Asymptotic probability of Condorcet winner for uniform distribution

Minimal probability of Condorcet winner across all distributions

Explicit construction of distributions achieving minimal probability

Abstract

Consider $2k-1$ voters, each of which has a preference ranking between $n$ given alternatives. An alternative $A$ is called a Condorcet winner, if it wins against every other alternative $B$ in majority voting (meaning that for every other alternative $B$ there are at least $k$ voters who prefer $A$ over $B$). The notion of Condorcet winners has been studied intensively for many decades, yet some basic questions remain open. In this paper, we consider a model where each voter chooses their ranking randomly according to some probability distribution among all rankings.
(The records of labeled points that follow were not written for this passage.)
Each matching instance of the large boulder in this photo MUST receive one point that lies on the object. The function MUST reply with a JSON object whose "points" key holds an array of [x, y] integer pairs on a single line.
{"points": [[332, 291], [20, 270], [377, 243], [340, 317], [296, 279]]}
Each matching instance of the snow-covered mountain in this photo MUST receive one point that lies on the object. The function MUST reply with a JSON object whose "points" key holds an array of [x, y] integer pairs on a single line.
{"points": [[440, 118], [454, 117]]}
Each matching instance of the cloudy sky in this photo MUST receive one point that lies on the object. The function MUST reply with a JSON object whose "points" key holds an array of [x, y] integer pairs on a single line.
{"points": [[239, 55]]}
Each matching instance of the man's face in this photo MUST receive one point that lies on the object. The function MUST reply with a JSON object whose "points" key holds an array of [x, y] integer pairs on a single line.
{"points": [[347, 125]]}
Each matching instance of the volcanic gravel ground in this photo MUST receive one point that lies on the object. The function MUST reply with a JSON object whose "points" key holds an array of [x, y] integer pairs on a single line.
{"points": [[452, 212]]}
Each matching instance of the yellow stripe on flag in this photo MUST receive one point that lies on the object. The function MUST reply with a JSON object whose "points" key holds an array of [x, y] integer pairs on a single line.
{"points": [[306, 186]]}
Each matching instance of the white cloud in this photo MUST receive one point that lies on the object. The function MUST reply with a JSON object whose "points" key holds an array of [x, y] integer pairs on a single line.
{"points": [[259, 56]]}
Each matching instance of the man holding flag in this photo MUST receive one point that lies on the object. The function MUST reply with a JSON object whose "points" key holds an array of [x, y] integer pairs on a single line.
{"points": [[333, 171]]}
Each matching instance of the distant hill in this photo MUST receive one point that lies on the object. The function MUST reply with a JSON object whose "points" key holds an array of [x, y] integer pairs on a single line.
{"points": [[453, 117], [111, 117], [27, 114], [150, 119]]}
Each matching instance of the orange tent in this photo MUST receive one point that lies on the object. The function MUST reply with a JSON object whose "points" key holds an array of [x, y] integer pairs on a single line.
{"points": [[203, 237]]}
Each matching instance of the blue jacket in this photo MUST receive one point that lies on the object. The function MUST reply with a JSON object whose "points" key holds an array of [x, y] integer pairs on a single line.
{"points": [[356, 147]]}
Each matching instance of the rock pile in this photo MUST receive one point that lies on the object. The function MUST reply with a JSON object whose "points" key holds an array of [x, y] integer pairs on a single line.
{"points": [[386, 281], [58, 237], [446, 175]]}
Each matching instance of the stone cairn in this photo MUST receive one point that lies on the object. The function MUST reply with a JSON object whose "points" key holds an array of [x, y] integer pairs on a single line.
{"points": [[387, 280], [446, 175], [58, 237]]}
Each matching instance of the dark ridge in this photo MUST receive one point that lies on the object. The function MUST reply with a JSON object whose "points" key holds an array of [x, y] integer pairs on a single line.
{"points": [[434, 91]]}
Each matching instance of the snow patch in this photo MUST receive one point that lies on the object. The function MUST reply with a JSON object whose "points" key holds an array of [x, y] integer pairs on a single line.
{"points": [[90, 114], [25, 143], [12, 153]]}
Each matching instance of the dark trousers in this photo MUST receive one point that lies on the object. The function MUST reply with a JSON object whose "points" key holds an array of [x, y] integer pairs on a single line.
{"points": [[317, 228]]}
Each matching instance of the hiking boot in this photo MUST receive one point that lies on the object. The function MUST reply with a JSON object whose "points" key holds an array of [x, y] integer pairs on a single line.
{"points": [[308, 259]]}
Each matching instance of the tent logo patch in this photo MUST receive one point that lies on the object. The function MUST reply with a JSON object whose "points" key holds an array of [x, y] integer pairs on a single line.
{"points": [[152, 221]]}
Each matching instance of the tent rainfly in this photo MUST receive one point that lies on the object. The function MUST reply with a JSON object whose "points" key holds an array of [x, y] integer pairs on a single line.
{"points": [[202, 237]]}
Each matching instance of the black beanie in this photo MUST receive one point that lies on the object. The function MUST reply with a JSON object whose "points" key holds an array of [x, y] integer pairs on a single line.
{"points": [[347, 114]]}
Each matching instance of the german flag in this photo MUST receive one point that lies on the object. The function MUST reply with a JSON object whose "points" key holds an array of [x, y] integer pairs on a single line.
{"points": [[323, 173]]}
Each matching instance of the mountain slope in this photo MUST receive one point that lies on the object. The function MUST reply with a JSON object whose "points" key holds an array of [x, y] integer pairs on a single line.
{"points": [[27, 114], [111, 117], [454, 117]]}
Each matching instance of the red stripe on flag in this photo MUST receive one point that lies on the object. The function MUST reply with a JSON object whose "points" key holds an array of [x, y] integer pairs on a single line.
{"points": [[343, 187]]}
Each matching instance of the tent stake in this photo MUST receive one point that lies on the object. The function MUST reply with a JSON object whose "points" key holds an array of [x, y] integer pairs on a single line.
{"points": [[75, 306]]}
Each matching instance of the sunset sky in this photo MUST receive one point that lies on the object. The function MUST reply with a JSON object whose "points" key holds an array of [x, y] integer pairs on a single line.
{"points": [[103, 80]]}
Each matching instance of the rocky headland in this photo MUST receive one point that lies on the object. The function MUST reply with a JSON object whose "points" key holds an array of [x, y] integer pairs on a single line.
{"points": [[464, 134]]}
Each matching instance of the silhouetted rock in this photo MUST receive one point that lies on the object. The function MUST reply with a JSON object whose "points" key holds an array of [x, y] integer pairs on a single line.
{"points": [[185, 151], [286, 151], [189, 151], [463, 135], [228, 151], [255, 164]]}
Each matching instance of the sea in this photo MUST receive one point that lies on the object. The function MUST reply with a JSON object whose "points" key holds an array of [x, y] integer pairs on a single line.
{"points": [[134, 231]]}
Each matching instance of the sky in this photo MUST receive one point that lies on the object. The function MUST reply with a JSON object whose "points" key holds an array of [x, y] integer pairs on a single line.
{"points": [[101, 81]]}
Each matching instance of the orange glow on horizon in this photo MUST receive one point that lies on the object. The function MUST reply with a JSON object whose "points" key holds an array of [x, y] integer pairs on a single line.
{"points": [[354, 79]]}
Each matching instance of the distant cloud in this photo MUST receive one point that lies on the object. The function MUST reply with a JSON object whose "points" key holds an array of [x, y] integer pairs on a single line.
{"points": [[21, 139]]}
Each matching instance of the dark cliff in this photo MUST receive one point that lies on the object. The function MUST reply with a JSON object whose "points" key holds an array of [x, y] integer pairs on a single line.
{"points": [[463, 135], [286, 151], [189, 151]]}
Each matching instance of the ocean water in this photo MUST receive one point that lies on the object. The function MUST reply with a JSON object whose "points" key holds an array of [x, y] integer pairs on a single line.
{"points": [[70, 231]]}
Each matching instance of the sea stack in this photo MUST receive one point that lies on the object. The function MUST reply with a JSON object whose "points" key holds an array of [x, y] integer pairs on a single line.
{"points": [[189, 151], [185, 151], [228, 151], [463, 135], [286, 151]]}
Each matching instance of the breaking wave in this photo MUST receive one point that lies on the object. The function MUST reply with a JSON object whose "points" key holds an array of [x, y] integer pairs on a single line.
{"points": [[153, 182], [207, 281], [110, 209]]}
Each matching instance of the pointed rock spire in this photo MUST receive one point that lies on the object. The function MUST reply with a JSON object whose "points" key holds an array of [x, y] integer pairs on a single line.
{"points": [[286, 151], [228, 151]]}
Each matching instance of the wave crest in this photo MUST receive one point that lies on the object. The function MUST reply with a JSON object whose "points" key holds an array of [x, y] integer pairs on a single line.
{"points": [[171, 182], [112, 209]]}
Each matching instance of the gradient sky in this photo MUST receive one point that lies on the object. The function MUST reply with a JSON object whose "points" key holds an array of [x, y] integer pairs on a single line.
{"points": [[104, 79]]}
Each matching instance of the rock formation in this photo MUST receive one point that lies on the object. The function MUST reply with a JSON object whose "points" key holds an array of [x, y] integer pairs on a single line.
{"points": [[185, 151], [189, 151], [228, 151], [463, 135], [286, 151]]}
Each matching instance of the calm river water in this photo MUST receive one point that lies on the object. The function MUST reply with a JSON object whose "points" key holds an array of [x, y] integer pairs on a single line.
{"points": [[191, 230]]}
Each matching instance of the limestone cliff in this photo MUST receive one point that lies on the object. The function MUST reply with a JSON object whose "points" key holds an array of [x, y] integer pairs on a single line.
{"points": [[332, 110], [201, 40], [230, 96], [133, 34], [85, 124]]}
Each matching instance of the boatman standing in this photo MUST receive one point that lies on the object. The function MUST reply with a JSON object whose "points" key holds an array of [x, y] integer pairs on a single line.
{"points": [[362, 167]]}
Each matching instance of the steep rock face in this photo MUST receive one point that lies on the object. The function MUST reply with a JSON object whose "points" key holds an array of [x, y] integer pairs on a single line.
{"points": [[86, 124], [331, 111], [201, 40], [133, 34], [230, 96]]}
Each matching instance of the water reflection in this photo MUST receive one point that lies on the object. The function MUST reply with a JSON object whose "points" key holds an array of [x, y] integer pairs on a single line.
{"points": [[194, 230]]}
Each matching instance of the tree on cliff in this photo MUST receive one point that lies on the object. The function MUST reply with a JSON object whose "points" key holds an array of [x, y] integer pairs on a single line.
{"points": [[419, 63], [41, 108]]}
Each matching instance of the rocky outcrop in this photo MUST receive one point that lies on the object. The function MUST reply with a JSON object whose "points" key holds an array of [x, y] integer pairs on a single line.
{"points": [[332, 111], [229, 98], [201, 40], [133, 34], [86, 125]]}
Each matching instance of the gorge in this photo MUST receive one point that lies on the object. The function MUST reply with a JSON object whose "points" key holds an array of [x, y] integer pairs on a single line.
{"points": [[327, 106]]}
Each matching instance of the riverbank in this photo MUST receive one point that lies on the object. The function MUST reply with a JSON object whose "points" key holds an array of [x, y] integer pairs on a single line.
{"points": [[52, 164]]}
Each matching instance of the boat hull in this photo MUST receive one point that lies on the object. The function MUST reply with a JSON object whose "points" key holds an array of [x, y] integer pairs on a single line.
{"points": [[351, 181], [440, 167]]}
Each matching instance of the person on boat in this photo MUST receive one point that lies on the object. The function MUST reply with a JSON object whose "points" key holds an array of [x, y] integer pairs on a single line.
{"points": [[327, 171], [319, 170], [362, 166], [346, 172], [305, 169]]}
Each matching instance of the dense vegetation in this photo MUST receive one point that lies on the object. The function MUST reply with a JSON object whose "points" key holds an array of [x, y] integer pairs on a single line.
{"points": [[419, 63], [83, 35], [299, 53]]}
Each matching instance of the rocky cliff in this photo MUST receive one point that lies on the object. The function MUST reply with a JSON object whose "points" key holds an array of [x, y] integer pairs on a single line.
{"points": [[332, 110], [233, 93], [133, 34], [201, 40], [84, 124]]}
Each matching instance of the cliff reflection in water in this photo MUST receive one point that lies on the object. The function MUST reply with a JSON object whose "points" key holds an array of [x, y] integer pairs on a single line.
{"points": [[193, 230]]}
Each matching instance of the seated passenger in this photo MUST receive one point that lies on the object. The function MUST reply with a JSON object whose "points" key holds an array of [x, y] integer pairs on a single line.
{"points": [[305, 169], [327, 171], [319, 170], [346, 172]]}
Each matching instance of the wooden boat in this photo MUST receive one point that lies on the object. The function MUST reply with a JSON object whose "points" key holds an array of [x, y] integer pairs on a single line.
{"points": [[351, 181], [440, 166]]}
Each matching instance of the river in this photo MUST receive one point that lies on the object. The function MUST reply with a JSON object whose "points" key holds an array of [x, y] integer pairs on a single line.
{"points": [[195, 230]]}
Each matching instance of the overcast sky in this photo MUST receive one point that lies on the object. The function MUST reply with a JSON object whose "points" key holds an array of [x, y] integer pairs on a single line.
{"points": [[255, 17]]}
One may then ask about the probability to have a Condorcet winner with these randomly chosen rankings (which, of course, depends on $n$ and $k$, and the underlying probability distribution on the set of rankings). In the case of the uniform probability distribution over all rankings, which has received a lot of attention and is often referred to as the setting of an "impartial culture", we asymptotically determine the probability of having a Condorcet winner for a fixed number $2k-1$ of voters and $n$ alternatives with $n\to \infty$. This question has been open for around fifty years. While some authors suggested that the impartial culture should exhibit the lowest possible probability of having a Condorcet winner, in fact the probability can be much smaller for other distributions. We determine, for all values of $n$ and $k$, the smallest possible probability of having a Condorcet winner (and give an example of a probability distribution over all rankings which achieves this minimum possible probability).